Researchers unlock how progesterone increases breast cancer risk
Researchers have identified how the hormones progesterone and estrogen interact to increase cell growth in normal mammary cells and mammary cancers, a novel finding that may explain why postmenopausal women receiving hormone replacement therapy with estrogen plus progestin are at increased risk of breast cancer.
The discovery that both estrogen and progesterone must be present for the increased production of the protein amphiregulin, which binds to mammary cells and promotes cell growth, could lead to new treatment methods for the disease, said Sandra Haslam, director of Michigan State University's Breast Cancer and the Environment Research Center and lead researcher on the project.
The study, funded by the Department of Defense's Breast Cancer Research Program and published in Hormones and Cancer, looked at why progesterone combined with estrogen may contribute to increased breast cancer risk. In the study, researchers used both the native hormone, progesterone, and a synthetic compound, progestin obtaining the same results.
The finding might help explain earlier results from the groundbreaking Women's Health Initiative showing the risk of breast cancer is significantly greater for postmenopausal women who received hormone replacement therapy with combined estrogen plus progestin compared to women receiving estrogen alone.
"Also, breast cancers that develop in women receiving estrogen plus progestin are more invasive and deadlier," Haslam said. "What is the progestin doing to increase the risk of tumor growth?"
Along with co-investigator Anastasia Kariagina, a colleague in the College of Human Medicine and Department of Physiology, Haslam identified the protein amphiregulin and its receptor as one potential culprit.
"Amphiregulin acting through its receptor, epidermal growth factor receptor along with progesterone leads to the activation of intracellular pathways that regulate cell growth," Haslam said. "When activated, this promotes normal cell growth and the growth of tumors."

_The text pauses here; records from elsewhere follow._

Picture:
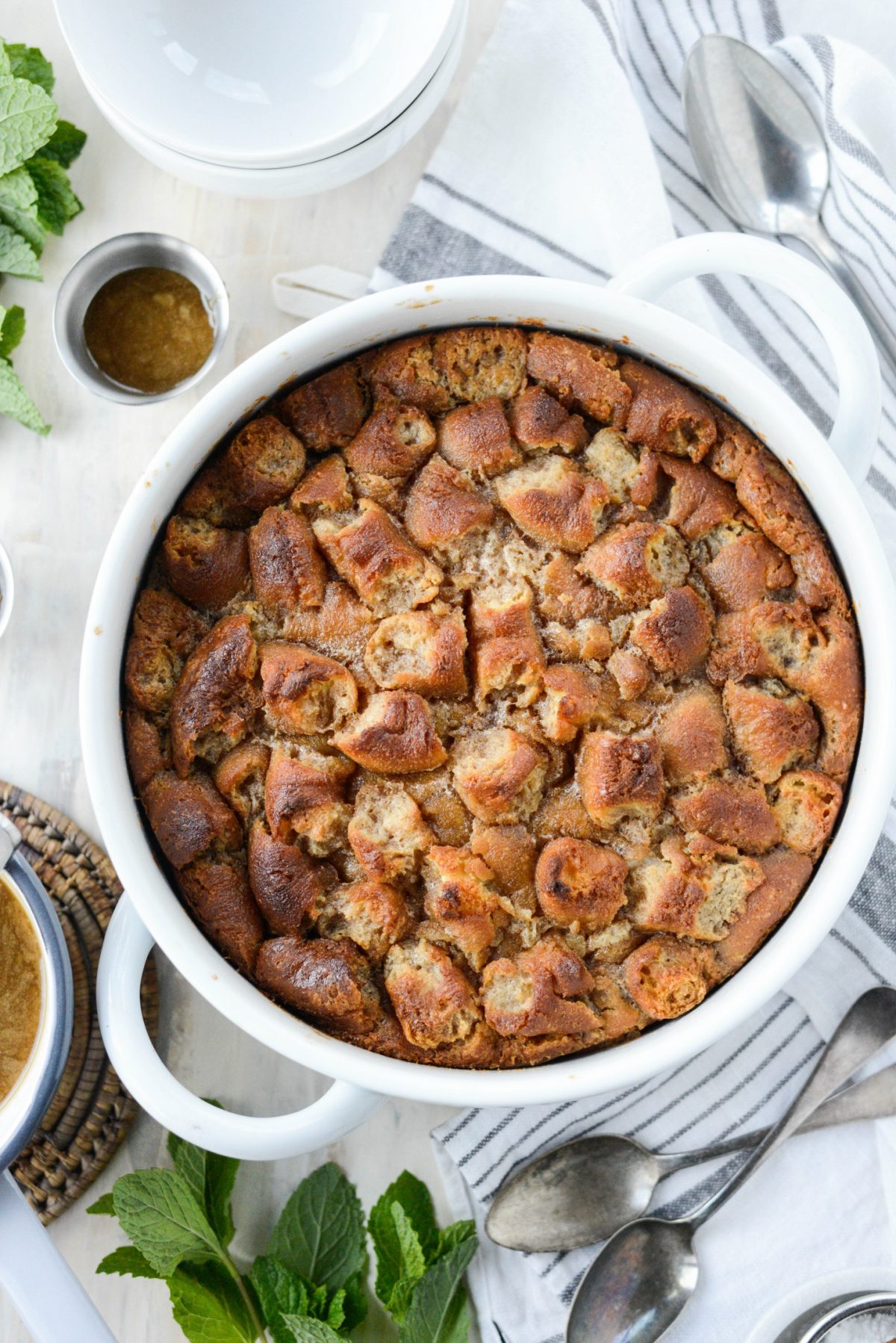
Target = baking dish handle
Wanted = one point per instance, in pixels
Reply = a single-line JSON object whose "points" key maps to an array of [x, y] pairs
{"points": [[853, 435], [121, 964]]}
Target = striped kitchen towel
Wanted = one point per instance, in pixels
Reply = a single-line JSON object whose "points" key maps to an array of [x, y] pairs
{"points": [[567, 158]]}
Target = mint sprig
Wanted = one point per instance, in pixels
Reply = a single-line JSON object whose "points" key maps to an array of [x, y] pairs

The study was performed in rats because breast cancers in rats contain receptors for estrogen and progesterone similar to the human breast and tumor growth is hormone-dependent, as are the majority of human breast cancers. The research team also confirmed the same phenomenon in human breast cancer cell cultures.
In addition, the research team found that Iressa, a cancer drug that blocks the epidermal growth factor receptor, effectively stopped the proliferation caused by amphiregulin. While those studies were done only in cell cultures and not on tumors growing in animals, the results are promising, Haslam said.
"The results indicate that the interactions between estrogen, progesterone and epidermal growth factor receptor pathways may be considered relevant targets for the treatment of hormone-dependent breast cancers," she said. "This may be especially important in premenopausal breast cancer because women produce their own estrogen and progesterone.
"A combined approach of inhibiting both the hormones and the epidermal growth factor receptor may be beneficial for some women in treating hormone-dependent breast cancer."